This paper explored the mechanism of dissociation of hemicellulose using lactic acid (LA)-based deep eutectic solvents (DESs) synthesized with different hydrogen bond acceptors (HBAs) via simulations. Density functional theory (DFT) calculations and molecular dynamics (MD) simulations revealed that DESs synthesized with guanidine hydrochloride (GuHCl) as hydrogen bond acceptor (HBA) demonstrated better hemicellulose solubilization compared to the conventional DESs synthesized using choline chloride (ChCl) as HBA. The best interaction with hemicellulose was achieved at GuHCl:LA = 1:1. The results showed that CL⁻ played a dominant role in the dissolution of hemicellulose by DESs. Unlike ChCl, the guanidine group in GuHCl had the delocalized π bond, which made CL⁻ have stronger coordination ability and promoted dissolution of hemicellulose by DESs. Moreover, multivariable analysis was employed to establish the correlation between the effects of different DESs on hemicellulose and the molecular simulation results. Additionally, the influence of different HBAs functional groups and carbon chain length on the solubilization of hemicellulose by DESs were analyzed.

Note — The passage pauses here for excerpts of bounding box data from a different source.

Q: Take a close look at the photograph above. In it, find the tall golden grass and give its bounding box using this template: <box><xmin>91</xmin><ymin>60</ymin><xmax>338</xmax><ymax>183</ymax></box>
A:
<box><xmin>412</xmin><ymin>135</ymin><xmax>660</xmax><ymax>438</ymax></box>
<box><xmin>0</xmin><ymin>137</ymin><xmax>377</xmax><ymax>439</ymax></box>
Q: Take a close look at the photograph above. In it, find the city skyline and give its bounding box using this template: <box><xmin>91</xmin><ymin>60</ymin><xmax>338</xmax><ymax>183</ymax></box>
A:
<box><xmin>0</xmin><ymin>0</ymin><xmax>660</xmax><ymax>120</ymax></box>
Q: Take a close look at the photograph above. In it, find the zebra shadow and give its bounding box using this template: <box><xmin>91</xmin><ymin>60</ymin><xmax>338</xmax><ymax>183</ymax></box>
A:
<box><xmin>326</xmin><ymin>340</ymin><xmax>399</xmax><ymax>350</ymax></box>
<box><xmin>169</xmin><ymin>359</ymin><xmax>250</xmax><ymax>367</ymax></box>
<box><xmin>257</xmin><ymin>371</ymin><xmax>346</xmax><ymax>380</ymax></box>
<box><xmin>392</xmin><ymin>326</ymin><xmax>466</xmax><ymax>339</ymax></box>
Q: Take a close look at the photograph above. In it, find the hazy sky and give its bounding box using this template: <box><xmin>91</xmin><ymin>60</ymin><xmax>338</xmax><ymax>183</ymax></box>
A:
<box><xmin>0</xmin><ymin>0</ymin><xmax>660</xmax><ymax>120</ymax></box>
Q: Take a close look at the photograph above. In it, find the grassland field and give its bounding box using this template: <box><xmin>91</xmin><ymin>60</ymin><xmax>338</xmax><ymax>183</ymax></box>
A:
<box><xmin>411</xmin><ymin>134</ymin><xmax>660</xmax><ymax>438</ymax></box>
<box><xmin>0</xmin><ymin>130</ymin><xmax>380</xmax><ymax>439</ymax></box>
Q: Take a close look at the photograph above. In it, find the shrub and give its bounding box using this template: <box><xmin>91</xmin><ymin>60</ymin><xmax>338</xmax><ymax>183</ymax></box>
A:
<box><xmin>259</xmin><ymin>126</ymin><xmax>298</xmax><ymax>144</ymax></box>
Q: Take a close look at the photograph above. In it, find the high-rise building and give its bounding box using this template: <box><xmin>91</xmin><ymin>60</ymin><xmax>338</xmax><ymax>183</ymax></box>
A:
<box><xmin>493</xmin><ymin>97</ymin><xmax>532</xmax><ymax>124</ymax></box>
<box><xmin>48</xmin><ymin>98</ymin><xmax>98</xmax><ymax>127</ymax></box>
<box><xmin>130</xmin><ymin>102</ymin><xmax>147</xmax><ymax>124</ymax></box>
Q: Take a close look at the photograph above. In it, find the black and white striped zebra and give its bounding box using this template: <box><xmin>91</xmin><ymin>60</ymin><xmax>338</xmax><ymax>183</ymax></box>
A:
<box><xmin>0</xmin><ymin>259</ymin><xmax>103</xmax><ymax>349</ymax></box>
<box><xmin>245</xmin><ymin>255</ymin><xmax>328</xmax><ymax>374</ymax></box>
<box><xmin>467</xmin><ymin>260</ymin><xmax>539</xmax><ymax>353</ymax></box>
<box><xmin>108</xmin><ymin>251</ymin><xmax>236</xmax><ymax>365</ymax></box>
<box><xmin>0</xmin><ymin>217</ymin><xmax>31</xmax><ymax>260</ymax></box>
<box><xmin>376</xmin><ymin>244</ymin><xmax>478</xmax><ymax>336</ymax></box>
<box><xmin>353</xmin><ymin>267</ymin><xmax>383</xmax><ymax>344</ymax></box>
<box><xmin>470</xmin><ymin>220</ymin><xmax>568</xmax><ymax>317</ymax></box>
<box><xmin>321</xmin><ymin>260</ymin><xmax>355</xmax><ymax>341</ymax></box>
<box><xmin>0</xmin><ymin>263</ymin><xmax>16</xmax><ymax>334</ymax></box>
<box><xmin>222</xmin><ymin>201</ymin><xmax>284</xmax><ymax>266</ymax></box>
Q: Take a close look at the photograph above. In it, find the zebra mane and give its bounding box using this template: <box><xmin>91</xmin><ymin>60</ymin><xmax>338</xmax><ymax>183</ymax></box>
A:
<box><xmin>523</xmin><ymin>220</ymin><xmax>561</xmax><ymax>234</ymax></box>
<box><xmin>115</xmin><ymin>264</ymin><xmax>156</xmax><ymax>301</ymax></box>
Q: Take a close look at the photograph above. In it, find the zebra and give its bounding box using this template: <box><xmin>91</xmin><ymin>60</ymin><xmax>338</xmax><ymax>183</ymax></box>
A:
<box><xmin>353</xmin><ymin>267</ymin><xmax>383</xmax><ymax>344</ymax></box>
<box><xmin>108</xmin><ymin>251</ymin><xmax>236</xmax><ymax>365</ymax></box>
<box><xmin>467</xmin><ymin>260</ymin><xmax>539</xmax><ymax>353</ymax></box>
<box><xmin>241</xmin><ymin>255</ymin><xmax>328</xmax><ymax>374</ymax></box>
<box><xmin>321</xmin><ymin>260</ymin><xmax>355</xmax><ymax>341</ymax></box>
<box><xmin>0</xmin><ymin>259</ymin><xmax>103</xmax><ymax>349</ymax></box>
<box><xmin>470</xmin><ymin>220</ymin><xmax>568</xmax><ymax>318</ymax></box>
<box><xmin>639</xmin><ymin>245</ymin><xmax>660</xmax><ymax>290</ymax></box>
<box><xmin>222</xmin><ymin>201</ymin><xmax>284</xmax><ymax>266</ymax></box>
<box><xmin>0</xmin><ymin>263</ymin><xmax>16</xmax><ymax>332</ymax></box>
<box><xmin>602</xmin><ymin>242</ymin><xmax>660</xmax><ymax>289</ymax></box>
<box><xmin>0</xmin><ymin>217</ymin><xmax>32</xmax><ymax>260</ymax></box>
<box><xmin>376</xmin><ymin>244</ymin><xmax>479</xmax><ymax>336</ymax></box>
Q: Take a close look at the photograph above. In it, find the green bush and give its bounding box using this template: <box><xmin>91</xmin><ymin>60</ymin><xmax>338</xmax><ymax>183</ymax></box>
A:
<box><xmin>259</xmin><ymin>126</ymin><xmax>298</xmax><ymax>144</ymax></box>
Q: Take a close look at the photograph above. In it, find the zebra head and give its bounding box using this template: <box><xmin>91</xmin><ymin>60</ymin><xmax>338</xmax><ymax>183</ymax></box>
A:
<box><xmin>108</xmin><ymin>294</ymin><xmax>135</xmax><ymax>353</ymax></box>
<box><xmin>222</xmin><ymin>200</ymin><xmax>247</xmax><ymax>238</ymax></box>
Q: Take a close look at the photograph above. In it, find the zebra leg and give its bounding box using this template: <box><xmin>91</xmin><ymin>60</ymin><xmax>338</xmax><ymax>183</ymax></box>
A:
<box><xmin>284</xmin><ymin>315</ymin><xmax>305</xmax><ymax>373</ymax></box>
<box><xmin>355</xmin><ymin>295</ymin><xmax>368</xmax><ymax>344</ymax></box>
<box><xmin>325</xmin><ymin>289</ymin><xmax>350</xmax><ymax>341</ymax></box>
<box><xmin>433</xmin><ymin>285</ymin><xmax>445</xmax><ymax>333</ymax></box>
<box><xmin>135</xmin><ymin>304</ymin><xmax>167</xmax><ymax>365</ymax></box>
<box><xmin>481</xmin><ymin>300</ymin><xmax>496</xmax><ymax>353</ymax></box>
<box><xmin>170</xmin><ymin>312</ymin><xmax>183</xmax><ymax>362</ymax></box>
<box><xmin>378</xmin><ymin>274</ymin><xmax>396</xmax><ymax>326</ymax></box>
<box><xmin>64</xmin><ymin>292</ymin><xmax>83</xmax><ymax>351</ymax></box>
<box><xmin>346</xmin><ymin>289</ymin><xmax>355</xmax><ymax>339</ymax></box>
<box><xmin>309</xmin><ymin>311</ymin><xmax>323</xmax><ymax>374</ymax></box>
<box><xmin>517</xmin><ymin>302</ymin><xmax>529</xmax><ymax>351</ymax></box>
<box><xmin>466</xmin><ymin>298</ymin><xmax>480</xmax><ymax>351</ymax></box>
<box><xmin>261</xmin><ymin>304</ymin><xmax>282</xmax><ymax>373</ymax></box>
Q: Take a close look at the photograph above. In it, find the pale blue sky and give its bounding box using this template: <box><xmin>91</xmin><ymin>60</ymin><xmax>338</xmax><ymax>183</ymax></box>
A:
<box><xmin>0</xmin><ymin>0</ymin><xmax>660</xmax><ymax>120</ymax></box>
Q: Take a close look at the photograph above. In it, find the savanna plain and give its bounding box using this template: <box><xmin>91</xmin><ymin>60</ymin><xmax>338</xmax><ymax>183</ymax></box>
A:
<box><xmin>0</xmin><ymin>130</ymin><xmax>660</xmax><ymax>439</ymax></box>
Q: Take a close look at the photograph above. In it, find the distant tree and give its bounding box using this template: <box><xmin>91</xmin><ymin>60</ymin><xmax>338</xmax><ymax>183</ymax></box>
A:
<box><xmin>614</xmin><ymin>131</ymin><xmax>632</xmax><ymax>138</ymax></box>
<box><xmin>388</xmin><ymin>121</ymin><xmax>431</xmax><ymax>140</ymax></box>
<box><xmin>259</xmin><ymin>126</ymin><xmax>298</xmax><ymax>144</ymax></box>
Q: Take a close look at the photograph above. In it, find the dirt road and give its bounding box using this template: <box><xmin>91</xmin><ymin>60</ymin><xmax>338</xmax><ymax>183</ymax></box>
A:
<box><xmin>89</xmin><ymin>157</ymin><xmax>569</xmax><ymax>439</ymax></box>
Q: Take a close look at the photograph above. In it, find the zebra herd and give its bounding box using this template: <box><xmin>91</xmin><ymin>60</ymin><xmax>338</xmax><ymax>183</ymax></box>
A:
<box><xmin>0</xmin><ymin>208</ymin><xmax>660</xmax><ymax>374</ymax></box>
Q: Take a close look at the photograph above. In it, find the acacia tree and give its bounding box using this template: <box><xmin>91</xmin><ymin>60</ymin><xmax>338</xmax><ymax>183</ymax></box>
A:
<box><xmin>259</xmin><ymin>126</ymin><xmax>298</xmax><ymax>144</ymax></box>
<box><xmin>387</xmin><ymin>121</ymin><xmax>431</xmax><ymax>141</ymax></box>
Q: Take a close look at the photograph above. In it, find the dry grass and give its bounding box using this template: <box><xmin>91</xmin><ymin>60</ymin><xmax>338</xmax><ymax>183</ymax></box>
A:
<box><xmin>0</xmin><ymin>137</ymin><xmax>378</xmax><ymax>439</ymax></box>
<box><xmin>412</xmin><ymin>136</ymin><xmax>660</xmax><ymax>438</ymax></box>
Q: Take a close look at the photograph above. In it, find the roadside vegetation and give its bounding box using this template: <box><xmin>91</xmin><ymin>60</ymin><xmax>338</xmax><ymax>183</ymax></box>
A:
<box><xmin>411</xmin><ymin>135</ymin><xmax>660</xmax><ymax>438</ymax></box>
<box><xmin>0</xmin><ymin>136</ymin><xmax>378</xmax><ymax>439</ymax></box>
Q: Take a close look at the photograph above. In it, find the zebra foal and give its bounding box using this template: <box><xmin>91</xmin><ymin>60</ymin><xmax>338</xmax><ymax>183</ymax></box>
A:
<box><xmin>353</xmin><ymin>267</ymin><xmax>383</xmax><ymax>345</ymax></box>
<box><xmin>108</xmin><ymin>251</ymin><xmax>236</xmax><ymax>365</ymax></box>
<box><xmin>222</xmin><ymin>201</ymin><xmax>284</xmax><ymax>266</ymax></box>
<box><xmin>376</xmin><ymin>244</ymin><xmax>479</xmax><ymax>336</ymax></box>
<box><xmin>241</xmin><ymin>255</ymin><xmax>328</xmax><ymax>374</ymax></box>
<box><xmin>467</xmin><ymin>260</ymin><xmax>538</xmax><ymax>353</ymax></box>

本文通过模拟探讨了使用不同氢键受体（HBA）合成的乳酸（LA）基低共熔溶剂（DES）解离半纤维素的机制。密度泛函理论（DFT）计算和分子动力学（MD）模拟表明，与使用氯化胆碱（ChCl）作为HBA合成的传统DES相比，以盐酸胍（GuHCl）作为氢键受体（HBA）合成的DES表现出更好的半纤维素溶解能力。当 GuHCl:LA = 1:1 时，可实现与半纤维素的最佳相互作用。结果表明，CL ^-在 DES 溶解半纤维素的过程中起主导作用。与 ChCl 不同，GuHCl 中的胍基具有离域 π 键，这使得 CL ^-具有较强的配位能力，促进DESs对半纤维素的溶解。此外，采用多变量分析建立了不同DES对半纤维素的影响与分子模拟结果之间的相关性。此外，还分析了不同HBA官能团和碳链长度对DES溶解半纤维素的影响。